The typical components in a Data Layer include:

1. Broker
2. Service
3. Processing
4. Orchestration
5. Validator
6. Exceptions

You can read all about the details of each of these components [here](https://github.com/hassanhabib/The-Standard). Here is an high-level overview of each component:

The Todo application uses a Mock Storage Service. The Mock Storage Service is a simple in-memory data structure which implements the Broker interface. The Broker interface is used to perform primitive operations against the data in storage, while the service is used to perform input and output validation. The Validator Service is used to perform structural and logic validation. The Exception Service is used to handle exceptions. The Processing Service is used to perform higher-order operations, and lastly, the Orchestration Service is used to perform a sequence of operations as required by the application.
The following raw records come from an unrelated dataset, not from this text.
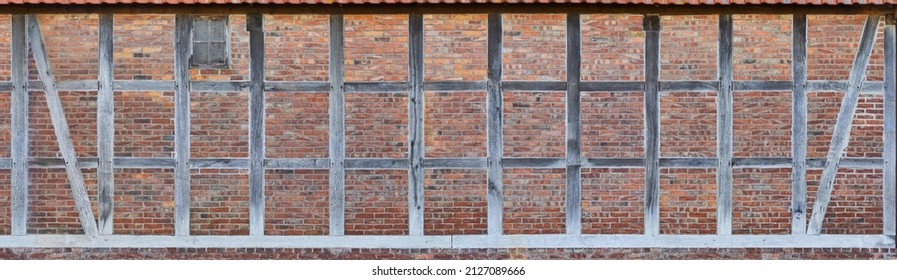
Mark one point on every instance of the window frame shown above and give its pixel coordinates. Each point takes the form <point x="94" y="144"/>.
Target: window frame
<point x="227" y="43"/>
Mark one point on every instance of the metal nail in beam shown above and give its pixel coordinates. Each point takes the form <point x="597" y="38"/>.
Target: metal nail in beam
<point x="841" y="135"/>
<point x="61" y="128"/>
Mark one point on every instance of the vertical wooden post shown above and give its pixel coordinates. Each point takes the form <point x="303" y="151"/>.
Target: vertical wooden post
<point x="61" y="128"/>
<point x="337" y="128"/>
<point x="841" y="134"/>
<point x="182" y="125"/>
<point x="574" y="126"/>
<point x="255" y="26"/>
<point x="724" y="128"/>
<point x="105" y="127"/>
<point x="19" y="122"/>
<point x="416" y="124"/>
<point x="494" y="125"/>
<point x="799" y="125"/>
<point x="651" y="25"/>
<point x="890" y="165"/>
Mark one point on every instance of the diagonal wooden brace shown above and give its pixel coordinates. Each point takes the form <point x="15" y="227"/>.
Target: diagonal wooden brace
<point x="61" y="128"/>
<point x="841" y="136"/>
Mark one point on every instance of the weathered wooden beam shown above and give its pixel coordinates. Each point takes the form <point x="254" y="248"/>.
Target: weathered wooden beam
<point x="453" y="8"/>
<point x="337" y="101"/>
<point x="651" y="25"/>
<point x="890" y="149"/>
<point x="105" y="127"/>
<point x="416" y="124"/>
<point x="19" y="125"/>
<point x="61" y="128"/>
<point x="574" y="127"/>
<point x="255" y="26"/>
<point x="724" y="123"/>
<point x="494" y="138"/>
<point x="841" y="135"/>
<point x="799" y="125"/>
<point x="182" y="125"/>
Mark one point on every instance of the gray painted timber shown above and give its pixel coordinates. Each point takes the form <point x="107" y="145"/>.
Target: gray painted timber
<point x="61" y="128"/>
<point x="451" y="241"/>
<point x="533" y="86"/>
<point x="441" y="163"/>
<point x="416" y="124"/>
<point x="673" y="241"/>
<point x="494" y="137"/>
<point x="182" y="125"/>
<point x="799" y="125"/>
<point x="337" y="131"/>
<point x="724" y="128"/>
<point x="255" y="26"/>
<point x="890" y="162"/>
<point x="869" y="87"/>
<point x="651" y="25"/>
<point x="573" y="127"/>
<point x="105" y="127"/>
<point x="841" y="134"/>
<point x="19" y="125"/>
Also, if you look closely at the `Todo.Controller` code previously presented, you will notice the use of the data layer:

1. Create Todo: `state[["todos"]] <- input[["newTask"]] |> Todo.Model() |> data[['UpsertRetrieve']]()`
2. Retrieve Todo: `state[["todos"]] <- data[['Retrieve']]()`
3. Update Todo: `state[["todos"]] <- state[['todo']] |> data[["UpsertRetrieve"]]()`
4. Delete Todo: `state[["todos"]] <- state[["todo"]][["Id"]] |> data[['DeleteRetrieve']]()`

The complete sample application architecture is presented below:

![Architecture](/man/figures//Custom.Data.Layer.png)
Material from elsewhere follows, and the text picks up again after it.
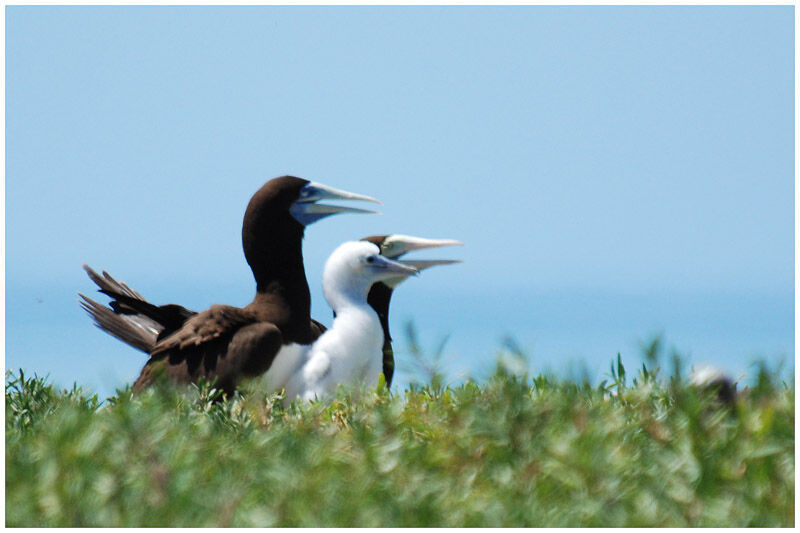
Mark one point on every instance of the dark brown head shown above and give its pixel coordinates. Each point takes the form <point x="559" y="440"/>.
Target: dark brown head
<point x="275" y="220"/>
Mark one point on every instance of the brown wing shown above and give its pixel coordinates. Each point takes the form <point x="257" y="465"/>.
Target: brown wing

Application architecture is a complex topic. This section aimed to provide a high-level overview of enterprise-level software development with a focus on R and its ecosystem. The information presented is simplified and generalized as much as possible. The best way to learn Shiny is by experimenting: clone the sample application and start playing with the code.